Wednesday, October 26, 2011

Lies I have told my children

...and you should too.  There is much to be said for magic in real life.  I'm not talking about Wickans or Disney.  Rather I am discussing the magic of childhood which can only be sustained by parental units... or parental units in training such as me.  Trust me when I say that these "lies" will help you through your day.

1) Any muffins I feed you will be whatever flavor you want them to be by virtue of them being Gabbie muffins being served by Gabbie.  If you ask me if they are plum muffins and I ask if you like plums and you answer "yes", then they will magically be plum muffins.  The same will be applied to cookies, cakes, cereals, sandwiches, etc.

2) Magic stuffed animals will be distributed at bedtime, nap time, and playtime as required.  Magic stuffed animals (which can only be magic when the Gabbie Lady says so) can be used to cure a) bad dreams, b) the inability to sleep, c) illness of any variety from tummy aches to ant bites, d) and fear.  If you try to switch your magic animal or fight for one of the other magic animals the magic is lost.  It is crucial that you believe the stuffed animal will work or, again, the magic is invalidated.

3) Anything you do- whether it is reasonable or unreasonable- can and will be stopped with the line, "I don't want to go to the Emergency Room today- knock it off."  I don't care if you thought it was a good idea- if you utter the phrase, "Hey Gabbie! Watch this!" I will take you down.

4) Anything can (and will) be forgiven and forgotten with a smile, a polite tone, an apology (if necessary), and an act of kindness.

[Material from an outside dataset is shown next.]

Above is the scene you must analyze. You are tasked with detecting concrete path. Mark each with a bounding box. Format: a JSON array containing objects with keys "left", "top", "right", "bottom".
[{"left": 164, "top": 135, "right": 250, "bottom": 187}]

5) Gabbie's are magical.  I can fix anything... and I will fix anything... because I love you.

6) I have eyes in the back of my head... that can see through walls, floors, siblings, and ceilings.  I WILL see you get out of bed, I WILL grab you and lovingly tuck you back in, and later you I WILL make you fold laundry.

7) I can tell when you are lying.  Okay, maybe I can't but law of averages the kid that denies it most emphatically (except if his name is Jonathan), avoids eye contact, and somehow knows "who" did it that couldn't possibly be him is the guilty party.